The second is Egypt’s recent decision to withdraw from the US-backed Middle East Strategic Alliance (MESA). Although this decision was not officially announced by either the Egyptian government nor by the other members of the MESA alliance, Reuters reported after Sisi’s meeting with Trump that Egypt has officially ‘pulled out’ of the US effort to establish this alliance. Although the strategic alliance’s intentions are not clear and it faces many challenges, including the internal divisions of its potential members, one of the many issues that the alliance could align with is countering Iran’s growing regional influence in the Middle East – a top priority for the Trump administration. Cairo’s withdrawal is due to “its doubt on the seriousness of the initiative” and its potential to “increase tensions with Iran” among other concerns.

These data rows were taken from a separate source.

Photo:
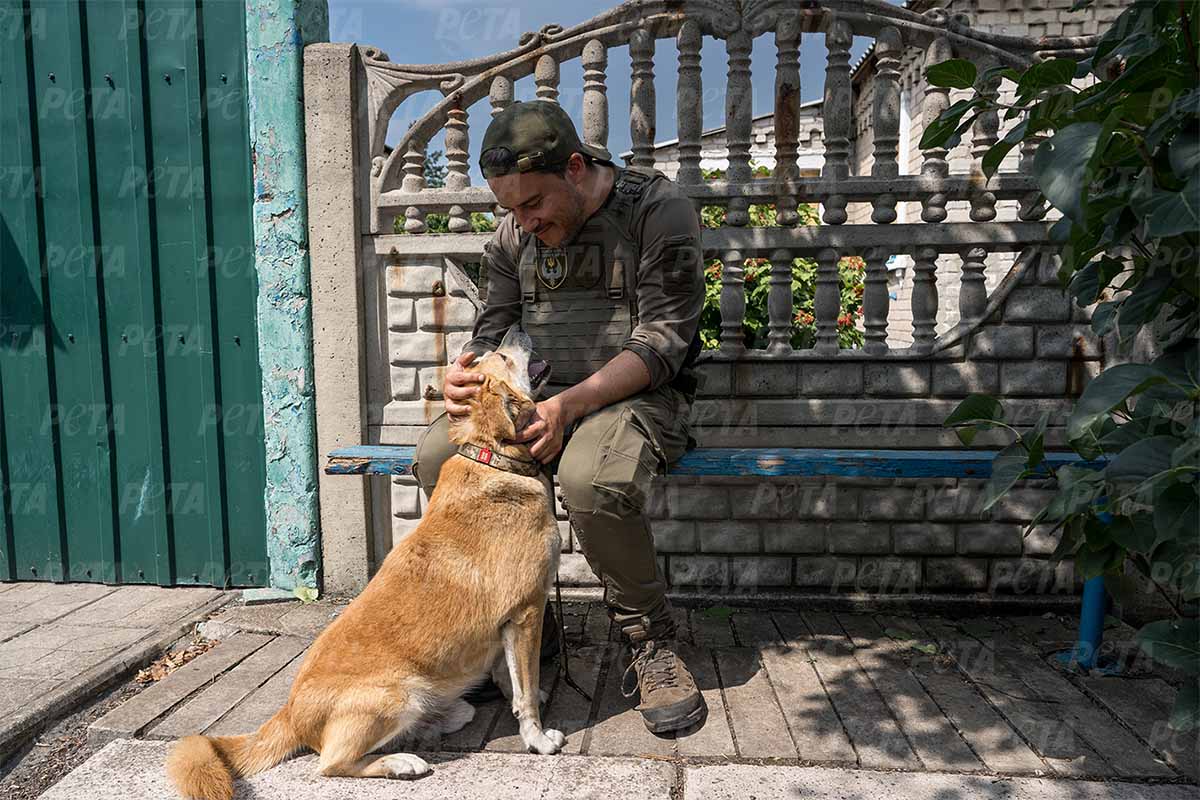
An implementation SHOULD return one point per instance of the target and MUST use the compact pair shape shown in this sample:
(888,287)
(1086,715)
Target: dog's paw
(405,765)
(546,743)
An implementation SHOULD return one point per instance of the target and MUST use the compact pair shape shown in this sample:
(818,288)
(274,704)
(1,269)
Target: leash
(563,657)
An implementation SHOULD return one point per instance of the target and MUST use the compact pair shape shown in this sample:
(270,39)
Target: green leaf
(1091,564)
(1185,154)
(1186,714)
(1175,643)
(1171,214)
(1107,391)
(1187,453)
(1104,317)
(1135,535)
(1143,459)
(1060,166)
(955,73)
(1141,306)
(306,594)
(995,156)
(1007,468)
(1176,512)
(976,410)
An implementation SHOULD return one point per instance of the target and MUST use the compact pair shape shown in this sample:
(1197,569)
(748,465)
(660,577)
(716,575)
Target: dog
(467,585)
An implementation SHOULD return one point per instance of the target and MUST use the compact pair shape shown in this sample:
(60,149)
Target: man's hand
(460,385)
(545,428)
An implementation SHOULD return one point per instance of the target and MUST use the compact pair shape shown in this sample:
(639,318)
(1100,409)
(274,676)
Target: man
(601,268)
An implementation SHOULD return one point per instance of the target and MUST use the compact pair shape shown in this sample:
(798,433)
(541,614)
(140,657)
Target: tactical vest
(580,300)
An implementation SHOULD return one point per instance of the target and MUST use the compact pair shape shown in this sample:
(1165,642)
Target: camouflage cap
(540,136)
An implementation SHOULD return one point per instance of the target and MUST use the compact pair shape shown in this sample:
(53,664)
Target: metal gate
(131,415)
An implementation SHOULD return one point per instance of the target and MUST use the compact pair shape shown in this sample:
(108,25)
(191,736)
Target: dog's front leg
(522,641)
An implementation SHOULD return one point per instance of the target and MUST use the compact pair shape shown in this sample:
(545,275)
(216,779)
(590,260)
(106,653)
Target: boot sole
(678,723)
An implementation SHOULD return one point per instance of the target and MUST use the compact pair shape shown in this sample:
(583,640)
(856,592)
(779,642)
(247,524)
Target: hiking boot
(670,699)
(551,643)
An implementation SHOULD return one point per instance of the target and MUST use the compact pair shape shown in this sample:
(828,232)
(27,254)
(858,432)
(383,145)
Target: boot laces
(653,666)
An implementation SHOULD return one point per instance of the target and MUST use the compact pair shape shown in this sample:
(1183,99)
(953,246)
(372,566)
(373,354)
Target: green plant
(1117,155)
(757,286)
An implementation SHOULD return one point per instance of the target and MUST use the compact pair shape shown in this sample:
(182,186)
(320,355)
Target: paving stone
(132,770)
(142,606)
(759,725)
(65,635)
(203,710)
(712,737)
(1145,705)
(874,733)
(711,630)
(43,602)
(743,781)
(618,728)
(815,727)
(262,704)
(137,714)
(1036,721)
(1120,749)
(931,735)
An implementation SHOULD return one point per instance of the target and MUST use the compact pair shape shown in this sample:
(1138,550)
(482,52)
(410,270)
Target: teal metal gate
(131,417)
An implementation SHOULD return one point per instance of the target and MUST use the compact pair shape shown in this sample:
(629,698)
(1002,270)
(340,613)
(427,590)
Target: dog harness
(499,461)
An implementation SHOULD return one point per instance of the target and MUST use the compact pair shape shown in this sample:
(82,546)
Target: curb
(46,709)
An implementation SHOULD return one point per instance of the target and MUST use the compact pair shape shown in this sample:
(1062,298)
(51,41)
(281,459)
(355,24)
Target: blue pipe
(1091,623)
(1091,614)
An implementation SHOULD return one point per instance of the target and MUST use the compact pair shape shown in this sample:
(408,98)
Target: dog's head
(505,396)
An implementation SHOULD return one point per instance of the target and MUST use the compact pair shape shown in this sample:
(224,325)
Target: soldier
(601,268)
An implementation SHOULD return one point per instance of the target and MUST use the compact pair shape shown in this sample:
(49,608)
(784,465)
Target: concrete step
(133,770)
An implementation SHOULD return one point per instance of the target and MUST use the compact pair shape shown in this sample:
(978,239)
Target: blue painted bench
(804,462)
(765,462)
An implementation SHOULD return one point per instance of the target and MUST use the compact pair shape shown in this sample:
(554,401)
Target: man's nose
(527,221)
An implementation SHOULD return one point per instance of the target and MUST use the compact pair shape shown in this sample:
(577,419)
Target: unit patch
(551,268)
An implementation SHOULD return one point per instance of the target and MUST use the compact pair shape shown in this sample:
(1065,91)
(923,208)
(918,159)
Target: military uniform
(630,280)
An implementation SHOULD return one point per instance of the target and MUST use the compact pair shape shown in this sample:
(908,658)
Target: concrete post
(275,36)
(334,132)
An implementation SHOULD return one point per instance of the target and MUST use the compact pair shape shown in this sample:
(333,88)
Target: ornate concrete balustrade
(391,310)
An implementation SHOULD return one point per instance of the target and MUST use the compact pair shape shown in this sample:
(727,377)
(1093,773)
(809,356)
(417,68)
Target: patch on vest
(551,268)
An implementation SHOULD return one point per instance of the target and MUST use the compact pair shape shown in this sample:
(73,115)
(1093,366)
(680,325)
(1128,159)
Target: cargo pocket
(629,461)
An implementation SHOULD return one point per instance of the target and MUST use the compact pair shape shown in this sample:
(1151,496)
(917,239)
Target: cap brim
(597,152)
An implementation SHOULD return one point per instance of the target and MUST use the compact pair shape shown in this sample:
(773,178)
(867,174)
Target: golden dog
(468,582)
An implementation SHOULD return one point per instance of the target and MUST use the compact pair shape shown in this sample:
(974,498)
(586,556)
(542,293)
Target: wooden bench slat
(814,462)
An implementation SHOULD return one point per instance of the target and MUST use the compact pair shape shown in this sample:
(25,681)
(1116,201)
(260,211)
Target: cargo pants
(605,469)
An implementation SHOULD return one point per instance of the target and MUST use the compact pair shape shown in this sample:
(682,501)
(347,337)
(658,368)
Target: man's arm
(502,310)
(503,306)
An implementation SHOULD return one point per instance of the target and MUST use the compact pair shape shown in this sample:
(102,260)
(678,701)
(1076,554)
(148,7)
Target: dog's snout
(516,342)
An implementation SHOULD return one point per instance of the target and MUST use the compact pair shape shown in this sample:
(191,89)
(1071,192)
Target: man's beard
(575,223)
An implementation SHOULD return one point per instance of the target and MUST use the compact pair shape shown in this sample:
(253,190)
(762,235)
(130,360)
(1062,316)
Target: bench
(751,462)
(805,462)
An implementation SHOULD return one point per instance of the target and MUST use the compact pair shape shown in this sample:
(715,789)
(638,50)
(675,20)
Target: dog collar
(499,461)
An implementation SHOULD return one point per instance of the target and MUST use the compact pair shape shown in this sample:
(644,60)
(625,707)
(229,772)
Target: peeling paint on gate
(276,31)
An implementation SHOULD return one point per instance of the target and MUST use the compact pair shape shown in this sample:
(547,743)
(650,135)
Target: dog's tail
(203,768)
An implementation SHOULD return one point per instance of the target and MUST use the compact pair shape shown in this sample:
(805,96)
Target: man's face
(549,206)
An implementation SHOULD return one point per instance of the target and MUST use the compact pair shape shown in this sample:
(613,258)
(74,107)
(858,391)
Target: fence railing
(397,186)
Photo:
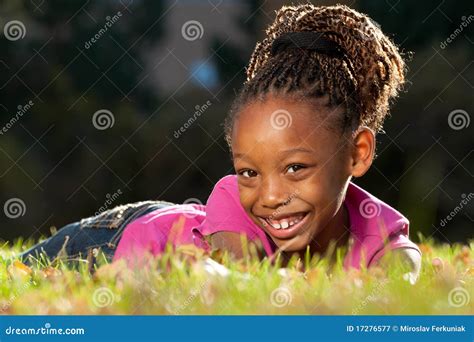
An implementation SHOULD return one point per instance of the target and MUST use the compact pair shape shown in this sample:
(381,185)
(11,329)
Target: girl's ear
(363,151)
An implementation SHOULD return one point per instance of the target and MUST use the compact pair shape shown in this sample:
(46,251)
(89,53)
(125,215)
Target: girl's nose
(272,193)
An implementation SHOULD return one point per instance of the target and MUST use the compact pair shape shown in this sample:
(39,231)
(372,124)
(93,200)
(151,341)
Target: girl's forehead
(280,122)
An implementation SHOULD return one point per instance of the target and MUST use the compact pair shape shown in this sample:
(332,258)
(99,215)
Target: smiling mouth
(287,222)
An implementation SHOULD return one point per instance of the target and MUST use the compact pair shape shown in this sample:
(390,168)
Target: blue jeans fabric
(100,233)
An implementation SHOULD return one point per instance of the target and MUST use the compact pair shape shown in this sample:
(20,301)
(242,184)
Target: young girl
(317,92)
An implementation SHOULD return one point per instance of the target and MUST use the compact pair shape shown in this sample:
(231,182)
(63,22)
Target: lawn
(187,282)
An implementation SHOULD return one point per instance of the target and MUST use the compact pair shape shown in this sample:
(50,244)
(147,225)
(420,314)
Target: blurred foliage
(62,167)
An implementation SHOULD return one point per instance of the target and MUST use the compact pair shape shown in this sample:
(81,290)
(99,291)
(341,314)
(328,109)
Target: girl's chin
(297,244)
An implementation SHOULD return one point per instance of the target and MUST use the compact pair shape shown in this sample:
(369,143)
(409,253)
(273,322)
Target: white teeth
(276,226)
(284,223)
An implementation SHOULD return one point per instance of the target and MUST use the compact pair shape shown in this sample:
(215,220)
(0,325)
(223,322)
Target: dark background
(59,167)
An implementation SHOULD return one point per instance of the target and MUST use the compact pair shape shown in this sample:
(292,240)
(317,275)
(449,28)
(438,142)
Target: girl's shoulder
(375,227)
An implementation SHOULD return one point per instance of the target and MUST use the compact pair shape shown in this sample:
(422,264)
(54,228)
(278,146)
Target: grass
(183,282)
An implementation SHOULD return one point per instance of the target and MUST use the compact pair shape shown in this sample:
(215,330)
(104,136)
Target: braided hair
(363,80)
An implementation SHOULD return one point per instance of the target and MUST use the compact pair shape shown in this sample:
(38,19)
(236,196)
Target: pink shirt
(371,222)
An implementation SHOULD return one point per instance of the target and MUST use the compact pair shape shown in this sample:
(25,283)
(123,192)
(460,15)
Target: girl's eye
(295,166)
(249,173)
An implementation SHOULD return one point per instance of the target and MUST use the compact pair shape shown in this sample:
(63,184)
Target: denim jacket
(88,236)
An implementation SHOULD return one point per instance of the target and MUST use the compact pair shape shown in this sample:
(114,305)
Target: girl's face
(292,169)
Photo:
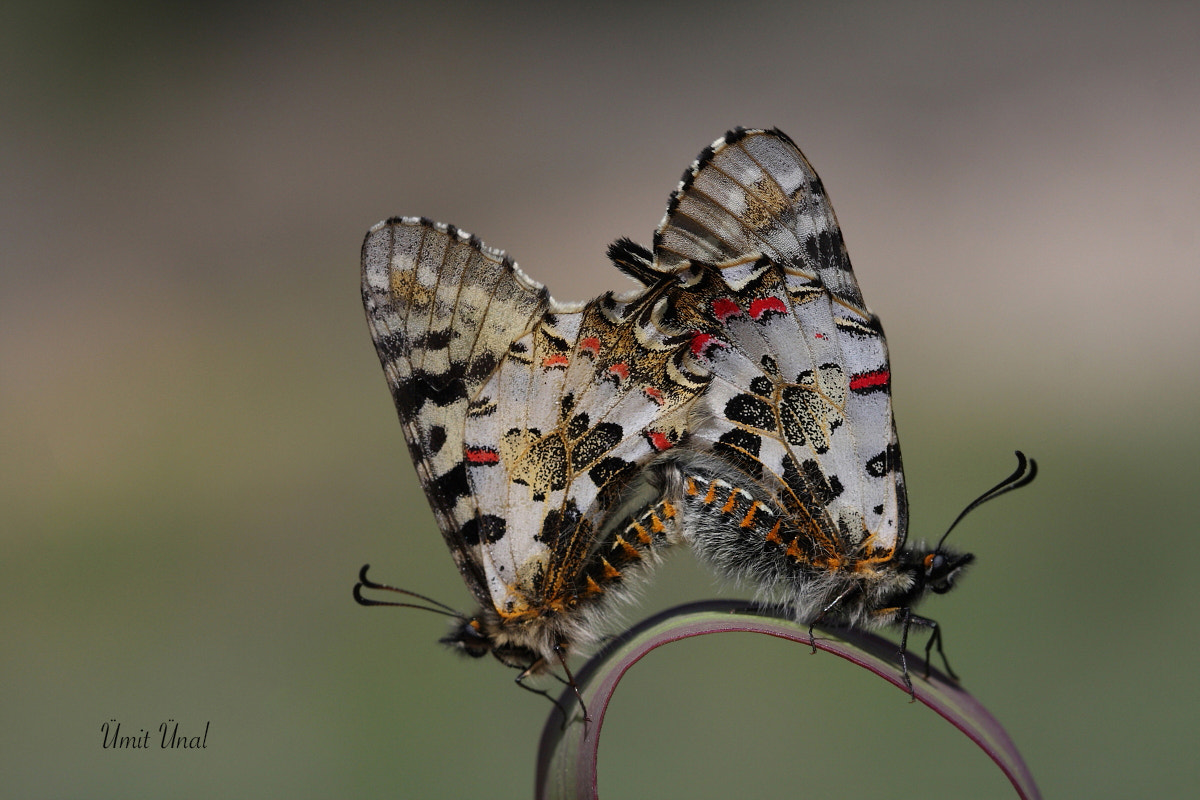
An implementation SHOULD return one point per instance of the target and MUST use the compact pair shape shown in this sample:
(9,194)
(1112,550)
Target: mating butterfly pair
(738,402)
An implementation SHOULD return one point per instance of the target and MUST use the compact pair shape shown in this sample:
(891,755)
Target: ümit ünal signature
(171,739)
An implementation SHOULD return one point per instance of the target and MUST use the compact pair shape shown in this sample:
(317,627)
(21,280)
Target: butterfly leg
(528,671)
(561,651)
(935,637)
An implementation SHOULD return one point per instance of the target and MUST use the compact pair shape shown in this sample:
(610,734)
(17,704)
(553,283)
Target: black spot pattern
(595,444)
(751,411)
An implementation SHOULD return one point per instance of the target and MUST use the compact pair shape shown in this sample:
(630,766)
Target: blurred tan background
(198,451)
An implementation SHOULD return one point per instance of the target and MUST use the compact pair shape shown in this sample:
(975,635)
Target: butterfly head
(941,567)
(467,636)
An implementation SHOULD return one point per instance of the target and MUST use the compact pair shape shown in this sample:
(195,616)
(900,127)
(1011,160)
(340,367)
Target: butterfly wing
(559,437)
(799,398)
(529,421)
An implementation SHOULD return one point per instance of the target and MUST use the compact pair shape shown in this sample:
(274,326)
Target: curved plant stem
(567,756)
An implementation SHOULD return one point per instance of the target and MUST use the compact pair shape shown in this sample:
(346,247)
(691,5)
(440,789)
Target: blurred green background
(198,451)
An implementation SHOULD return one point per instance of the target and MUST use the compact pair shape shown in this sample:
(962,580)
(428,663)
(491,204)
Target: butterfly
(737,401)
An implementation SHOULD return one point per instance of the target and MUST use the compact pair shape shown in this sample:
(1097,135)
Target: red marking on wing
(724,308)
(761,306)
(701,343)
(869,380)
(483,456)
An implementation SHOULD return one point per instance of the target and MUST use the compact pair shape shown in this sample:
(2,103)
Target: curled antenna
(366,583)
(1026,470)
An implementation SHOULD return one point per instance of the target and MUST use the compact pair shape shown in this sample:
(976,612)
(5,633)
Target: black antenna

Reuters reports that it raises the question of whether or not Egypt shares the same strategic threat assessment with its other partners in the gulf when it comes to Iran, although it seems highly unlikely that Cairo will push for a new rapprochement with Iran. Both Saudi Arabia and the United Arab Emirates consider Iran a strategic adversary to their regional role, and countering Iran among other groups is on the top of their foreign policy objectives. But as one Egyptian journalist has argued before, Egypt is “not willing to put all the eggs in one basket, through being fully aligned with a country or a group of countries due to the fact that having alternatives always indicates one’s power.” The new role that Cairo seeks to play in the Middle East is one that is more independent instead of subordinate to other Arab countries. The failure to raise the issue of Iran or the prospect of MESA in Trump’s press briefing with the Egyptian leader before their meeting also signals the concern that Egypt is not prepared to join an anti-Iran coalition.
While Egypt’s role in the region is not clear to many, and the economic problems, as well as the ongoing battle with extremist groups in the Sinai peninsula, serves as a challenge to Egypt’s commitment to play a role in regional affairs, Egyptians leaders are ready to capitalize on its strategic significance as both the most populous Arab nation and its control of the Suez Canal, an important waterway for international commerce. For these two reasons, Cairo will still be a significant player and other global powers will consider its interests, and it will also try to play a more independent role from time to time.